Peter F. Crowley
The bastardization of liberty and freedom is nothing new in the United States. It extends far beyond the recent “Liberate” protests in response to pandemic lockdowns, the result of which have borne fruit in an earlier than predicted second wave of Covid-19. It is not confined to just the 21st century, during which all three presidents have directed acts of war against Iraq, Libya, Iran and Venezuela, in part, so that the people there may live in “freedom.” Nor is the specious use of these terms merely associated with tax cuts or the supposed “freedom” of the lobbyist.
It extends back to the earliest days of the British colonies and speeds full tilt ahead from there.
Following England’s 1688 Glorious Revolution, the Royal African Company’s monopoly on British slave trade eroded, following persistent pressure from merchants and colonial planters (p. 44-45). Such “free trade” (p. 43) deregulation caused the number of British colony slaves to exponentially multiple. Disproportionate numbers of black slaves compared with whites led to slave revolts and fear of it, causing the concept of whiteness (p.12) to burgeon at the end of the 17th century (though this remained tenuous due to imperial rivalries with France and Spain, and the rebelliousness of Scots and Irish).
Fast forward to the 1770s, when the desire for independence from Britain was brewing in the 13 colonies. Colonists were fretting about two court cases in Great Britain that seemed to indicate that colonists’ “liberty” to enslave people of African descent would be barred by an increasingly abolitionist mother country.
In 1772, British officers boarded the Gaspee in Newport, Rhode Island to investigate illicit slave trading. Viewing this as an infringement on their trading rights, the colonists rioted. An enslaved black man, Aaron Briggs, was made the chief witness against the rioters in an English court (p.202-203), causing a general clamor in the colonies over the fact that an American black slave was treated on equal footing in Britain. Then there was the Somerset case, where the American slave James Somerset was found in bondage on the Thames River. The abolitionist mood in London helped lead to his emancipation after a contentious trial (p. 209-212).
The pro-emancipation zeitgeist in Britain is an important and often overlooked factor in the US’s founding. Settlers worried that African slaves, who were relied upon for generating much of their wealth, would soon be manumitted by the Crown. To a certain degree, this caused their revolt; and, ironically, the slaveholding colonists themselves often claimed that they were being treated like “slaves” to Britain.
While Americans have long heard the founding mythology that a desire for liberty alone led to the Revolutionary War, the rebels’ contemporary, Samuel Johnson, mused (p. 242), “how is it that we hear the loudest yelps for liberty among the drivers of Negroes?” In other words, how could colonists claim that liberty caused them to revolt against the Crown when they were preventing the liberty of wide swathes of the population because they were black. Exiled Massachusetts colonial governor Thomas Hutchinson wondered, “if the rights were so ‘absolutely inalienable’,” as stated in the Declaration of Independence, then how could people of African descent be deprived of them (p. 238).

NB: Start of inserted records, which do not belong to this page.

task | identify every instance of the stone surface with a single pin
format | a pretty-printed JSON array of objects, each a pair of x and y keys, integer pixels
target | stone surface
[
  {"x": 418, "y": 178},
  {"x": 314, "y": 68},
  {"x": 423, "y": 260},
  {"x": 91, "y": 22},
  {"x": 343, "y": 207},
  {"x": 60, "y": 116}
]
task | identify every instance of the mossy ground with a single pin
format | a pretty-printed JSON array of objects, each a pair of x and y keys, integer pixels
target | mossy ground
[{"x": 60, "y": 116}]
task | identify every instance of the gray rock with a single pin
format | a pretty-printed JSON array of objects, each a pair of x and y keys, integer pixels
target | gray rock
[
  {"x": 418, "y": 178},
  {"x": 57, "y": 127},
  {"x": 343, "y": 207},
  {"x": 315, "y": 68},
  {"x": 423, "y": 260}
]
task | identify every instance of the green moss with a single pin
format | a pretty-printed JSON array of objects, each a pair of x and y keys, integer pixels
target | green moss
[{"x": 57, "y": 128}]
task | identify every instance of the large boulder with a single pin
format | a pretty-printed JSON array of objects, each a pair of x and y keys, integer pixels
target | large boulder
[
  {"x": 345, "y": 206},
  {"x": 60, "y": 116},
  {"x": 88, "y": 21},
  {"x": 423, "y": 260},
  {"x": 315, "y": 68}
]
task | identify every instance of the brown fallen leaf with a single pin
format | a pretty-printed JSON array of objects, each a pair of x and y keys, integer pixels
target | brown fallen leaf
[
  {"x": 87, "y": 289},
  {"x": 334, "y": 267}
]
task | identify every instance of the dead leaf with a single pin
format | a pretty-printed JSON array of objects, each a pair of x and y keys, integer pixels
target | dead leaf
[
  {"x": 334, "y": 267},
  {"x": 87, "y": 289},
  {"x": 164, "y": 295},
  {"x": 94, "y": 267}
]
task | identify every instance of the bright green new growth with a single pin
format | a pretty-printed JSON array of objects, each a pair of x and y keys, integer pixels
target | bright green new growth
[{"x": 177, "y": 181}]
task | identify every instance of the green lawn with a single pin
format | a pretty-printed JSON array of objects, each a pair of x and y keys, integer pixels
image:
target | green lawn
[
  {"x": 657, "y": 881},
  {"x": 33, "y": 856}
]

Later on, after the founding of the republic, American settlers flooded into the Mexican territory of Texas. After Mexican independence in 1824, the new government soon passed laws to end the slave trade and slavery, but allowed Texas an exemption. Fearing that this exemption would be temporal and they would be deprived of human property (limitations on slavery is cited as Anglo-Texans’ “greatest problem under Mexican rule” in the Republic of Texas Constitution), the Anglo-Texans revolted to maintain “liberty.” As the “Ballad of Davy Crockett” goes, “To the Texas plains he jest had to go / Where freedom was fightin’ another foe.” Once again, the prattle of liberty and freedom was an obfuscation to maintain a system based on the most inhumane form of human exploitation: slavery.
Since then, we have seen liberty and freedom used throughout American history in various efforts towards furthering unfreedom. The Confederate leaders claimed they wanted constitutional liberty to maintained a slave system. William McKinley wanted to bring freedom to Filipinos, just as Lyndon Johnson did for the Vietnamese and Reagan for Chile. With the most pro-lobbying laws in the Western world, US courts and legislators have consistently misappropriated the First Amendment allowing for the legal purchase of politicians with money, culminating in Citizens United in 2010.
Today, with the Covid pandemic, there is unending drivel about liberty and freedom by those who want to reopen everything, without restriction, and who refuse to wear masks in public places. Just as with rebel colonists’ citing of liberty to maintain a slave system and lobbyists’ advocating for free speech rights to diminish citizens’ political power and freedom, the plandemic acolytes act in ways that hasten the spread of Covid-19, causing societal freedoms and well-being to diminish. Yet, unlike slaveholding Texas and colonist rebels who directly benefited from bastardizing the concept of freedom, the plandemic advocates gain next to nothing, other than the ability to walk into a mall, restaurant or bar without restriction.
This may speak to the extent that unreality, untruth and illogicity has inundated many Americans’ minds today. However, in bastardizing the concepts of freedom and liberty, there is a long trail of precedent.